What has your BWF grant meant for your research?

The chance to invest more resources into the issue of how schistosomes receive environmental cues; it has not been easy to obtain funds for this area of research.

What is the best thing about your job?

The intellectual challenge, the opportunity to work with some very smart people, and the freedom to more or less set my own timetable.

What is your philosophy with respect to your research?

Don’t do “me too” research.

What kind of advice would you give a scientist just entering academic research?

Focus on the question, do your experiments as carefully as you can with a view to making as few errors as possible, and publish.  Collaborations can be great, but remember to keep adding to the list of publications on which you are first or last author.  If you don’t get your grant first time, keep trying.  When you get your own laboratory, make sure you spend as much time as possible in there rather than in your office.

What area of science is in most need of new researchers?

There is a very real need for more scientists to study helminths.  There are very few young scientists choosing to stay in this field.

If you had unlimited resources, what one big scientific question would you pursue?

Probably the same ones that I am pursuing now.

What do you do for fun?

Watch films, watch wildlife, read and travel.

What do you plan to do when you retire?

As little as possible.

What is your favorite book?

One of them is: “The Spy Who Came in From the Cold,” by John LeCarre.

Schistosome Infection

Who gets worms?
Anyone can become infected with schistosomes when they swim or bathe in fresh water lakes and streams that contain the tiny parasitic worm.

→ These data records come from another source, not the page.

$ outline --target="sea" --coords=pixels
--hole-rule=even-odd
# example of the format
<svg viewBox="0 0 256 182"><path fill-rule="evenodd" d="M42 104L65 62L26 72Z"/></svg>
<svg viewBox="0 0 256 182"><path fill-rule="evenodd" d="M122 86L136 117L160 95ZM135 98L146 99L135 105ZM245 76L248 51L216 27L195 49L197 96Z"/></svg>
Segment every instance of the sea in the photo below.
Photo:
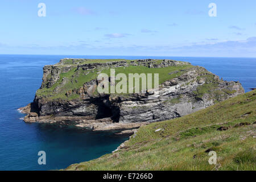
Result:
<svg viewBox="0 0 256 182"><path fill-rule="evenodd" d="M239 81L246 92L256 87L256 58L0 55L0 170L63 169L110 153L129 139L113 131L24 122L25 115L17 109L33 101L43 66L65 57L185 61L225 80ZM40 151L46 152L46 164L38 163Z"/></svg>

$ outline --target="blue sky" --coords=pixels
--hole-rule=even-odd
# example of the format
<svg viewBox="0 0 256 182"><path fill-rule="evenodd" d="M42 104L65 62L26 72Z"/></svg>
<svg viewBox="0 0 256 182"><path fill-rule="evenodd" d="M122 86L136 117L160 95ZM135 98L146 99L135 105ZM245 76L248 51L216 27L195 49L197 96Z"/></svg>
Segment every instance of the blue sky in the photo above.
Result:
<svg viewBox="0 0 256 182"><path fill-rule="evenodd" d="M0 53L255 57L255 0L1 0Z"/></svg>

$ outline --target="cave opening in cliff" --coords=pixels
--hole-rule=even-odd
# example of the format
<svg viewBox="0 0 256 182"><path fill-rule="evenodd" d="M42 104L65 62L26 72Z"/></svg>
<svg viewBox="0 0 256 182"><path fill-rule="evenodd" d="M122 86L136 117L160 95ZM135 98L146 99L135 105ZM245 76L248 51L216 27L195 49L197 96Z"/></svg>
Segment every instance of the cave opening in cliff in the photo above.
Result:
<svg viewBox="0 0 256 182"><path fill-rule="evenodd" d="M94 104L98 106L96 119L110 118L114 122L118 122L120 117L120 109L112 105L109 97L97 99Z"/></svg>

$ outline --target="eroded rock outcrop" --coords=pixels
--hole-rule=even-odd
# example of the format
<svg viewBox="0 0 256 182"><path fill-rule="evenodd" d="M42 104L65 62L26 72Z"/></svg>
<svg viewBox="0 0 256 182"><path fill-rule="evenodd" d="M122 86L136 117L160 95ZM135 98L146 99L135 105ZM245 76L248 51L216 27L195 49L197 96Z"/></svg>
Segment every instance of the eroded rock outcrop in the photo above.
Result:
<svg viewBox="0 0 256 182"><path fill-rule="evenodd" d="M65 59L45 66L34 102L20 108L28 114L24 121L74 124L94 130L137 128L181 117L244 93L239 82L223 81L187 62L150 59L94 62ZM167 78L159 92L97 92L97 74L106 69L129 67L172 68L164 76Z"/></svg>

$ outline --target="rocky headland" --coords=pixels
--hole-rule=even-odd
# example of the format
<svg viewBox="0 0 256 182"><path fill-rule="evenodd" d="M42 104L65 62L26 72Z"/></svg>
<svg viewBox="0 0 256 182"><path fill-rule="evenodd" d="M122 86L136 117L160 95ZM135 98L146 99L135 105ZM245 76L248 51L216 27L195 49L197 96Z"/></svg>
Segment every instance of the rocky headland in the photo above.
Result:
<svg viewBox="0 0 256 182"><path fill-rule="evenodd" d="M100 94L97 76L110 68L126 74L159 73L159 92ZM27 114L26 122L71 124L95 131L133 129L180 117L243 93L239 82L224 81L187 62L64 59L44 67L34 102L19 109Z"/></svg>

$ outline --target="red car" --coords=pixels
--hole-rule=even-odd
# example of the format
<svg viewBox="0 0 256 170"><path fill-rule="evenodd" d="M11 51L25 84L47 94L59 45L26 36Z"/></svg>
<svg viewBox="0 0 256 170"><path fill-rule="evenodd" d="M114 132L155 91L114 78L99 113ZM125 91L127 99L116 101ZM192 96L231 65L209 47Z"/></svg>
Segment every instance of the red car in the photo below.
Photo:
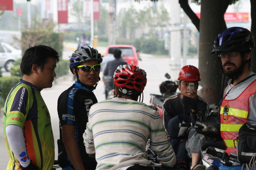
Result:
<svg viewBox="0 0 256 170"><path fill-rule="evenodd" d="M138 57L135 47L130 45L111 45L108 46L106 49L105 56L108 53L109 48L118 48L122 51L122 57L128 64L133 64L138 66Z"/></svg>

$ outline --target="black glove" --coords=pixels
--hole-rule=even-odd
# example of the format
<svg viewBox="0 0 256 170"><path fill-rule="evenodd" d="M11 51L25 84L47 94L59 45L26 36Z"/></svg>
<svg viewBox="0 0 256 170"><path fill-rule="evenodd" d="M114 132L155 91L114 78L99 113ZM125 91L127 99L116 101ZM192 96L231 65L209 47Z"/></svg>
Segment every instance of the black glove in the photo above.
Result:
<svg viewBox="0 0 256 170"><path fill-rule="evenodd" d="M39 167L36 166L32 163L32 161L30 160L30 163L27 167L23 167L21 164L20 165L20 167L22 170L39 170Z"/></svg>
<svg viewBox="0 0 256 170"><path fill-rule="evenodd" d="M180 168L187 168L187 163L180 159L180 158L176 156L176 165Z"/></svg>

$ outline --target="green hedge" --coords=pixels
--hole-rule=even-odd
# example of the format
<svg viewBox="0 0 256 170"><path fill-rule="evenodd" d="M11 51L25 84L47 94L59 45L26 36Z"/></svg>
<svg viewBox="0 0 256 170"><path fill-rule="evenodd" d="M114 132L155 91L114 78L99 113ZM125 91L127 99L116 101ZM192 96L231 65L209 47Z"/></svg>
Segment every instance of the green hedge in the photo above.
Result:
<svg viewBox="0 0 256 170"><path fill-rule="evenodd" d="M4 106L9 92L20 82L20 78L17 76L0 77L0 107Z"/></svg>
<svg viewBox="0 0 256 170"><path fill-rule="evenodd" d="M68 74L70 71L69 63L68 60L61 60L57 64L57 67L55 68L55 70L56 78Z"/></svg>
<svg viewBox="0 0 256 170"><path fill-rule="evenodd" d="M21 63L21 58L15 61L13 63L13 66L10 69L10 72L12 76L22 77L21 71L20 68ZM69 66L68 60L60 60L58 63L57 67L55 69L56 77L60 77L64 75L68 74L69 71Z"/></svg>
<svg viewBox="0 0 256 170"><path fill-rule="evenodd" d="M59 53L60 56L62 56L63 40L63 34L61 33L49 32L46 31L22 31L22 54L24 54L29 46L41 44L52 47Z"/></svg>

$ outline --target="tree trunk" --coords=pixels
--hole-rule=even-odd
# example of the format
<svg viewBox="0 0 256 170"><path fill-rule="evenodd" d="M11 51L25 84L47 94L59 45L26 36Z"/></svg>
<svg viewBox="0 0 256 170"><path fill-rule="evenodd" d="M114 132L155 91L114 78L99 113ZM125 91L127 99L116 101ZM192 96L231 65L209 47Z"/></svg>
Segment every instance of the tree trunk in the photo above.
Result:
<svg viewBox="0 0 256 170"><path fill-rule="evenodd" d="M251 31L255 43L256 40L256 1L251 0L251 17L252 18L252 26ZM256 47L252 48L251 69L252 70L256 73Z"/></svg>
<svg viewBox="0 0 256 170"><path fill-rule="evenodd" d="M202 80L199 84L203 88L198 94L208 103L220 102L223 74L217 55L210 55L210 53L217 35L226 28L224 17L226 9L225 2L201 1L198 69Z"/></svg>

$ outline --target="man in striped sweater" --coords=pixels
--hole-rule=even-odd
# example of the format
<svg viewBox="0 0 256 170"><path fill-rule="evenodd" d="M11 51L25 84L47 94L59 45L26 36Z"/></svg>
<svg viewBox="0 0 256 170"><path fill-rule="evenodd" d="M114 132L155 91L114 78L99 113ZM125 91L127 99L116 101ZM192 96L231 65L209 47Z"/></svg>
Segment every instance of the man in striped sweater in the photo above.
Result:
<svg viewBox="0 0 256 170"><path fill-rule="evenodd" d="M92 106L83 136L86 152L96 154L96 169L132 169L135 164L152 169L146 153L149 139L158 160L173 166L176 158L159 115L137 101L146 85L146 72L120 65L114 77L116 97Z"/></svg>

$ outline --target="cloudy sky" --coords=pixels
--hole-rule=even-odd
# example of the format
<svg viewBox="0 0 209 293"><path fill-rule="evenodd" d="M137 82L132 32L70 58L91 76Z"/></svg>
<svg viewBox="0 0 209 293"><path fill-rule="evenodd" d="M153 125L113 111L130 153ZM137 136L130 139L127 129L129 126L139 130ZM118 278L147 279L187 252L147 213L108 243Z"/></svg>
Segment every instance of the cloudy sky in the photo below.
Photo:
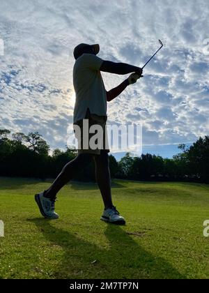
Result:
<svg viewBox="0 0 209 293"><path fill-rule="evenodd" d="M1 0L0 128L37 130L63 147L74 47L100 43L101 58L142 66L161 38L164 50L109 104L109 118L143 123L144 149L171 156L209 133L208 15L208 0ZM109 90L127 77L103 77Z"/></svg>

They are found in wide areas of 74 tropical countries in Africa, South America, and Asia. More than 200 million people are infected, many of whom are children. Anyone traveling to these areas is at risk of infection if they come in contact with infected water.

What are the symptoms of infection?

For travelers, the symptoms are nausea, fever, malaise, abdominal pain, and sometimes bloody stools. These symptoms of early infection are not common in people who live in endemic areas, who have gained some tolerance to initial infection by living in close contact with the parasites over many generations. Chronic infection can lead to life threatening complications associated with liver fibrosis.  Definitive diagnosis requires finding eggs in the feces.

Can people be cured?

Effective drug treatments for schistosome infection exist. A drug called praziquantel can rid the body of the worms after a one- or two-day treatment. However, it is currently the only generally accepted treatment and resistance to the drug has been detected in some worms. New medicines and a vaccine are in various stages of research. In endemic areas, only major public health campaigns in places such as China have reduced long-term infection. In most areas, treatment is limited.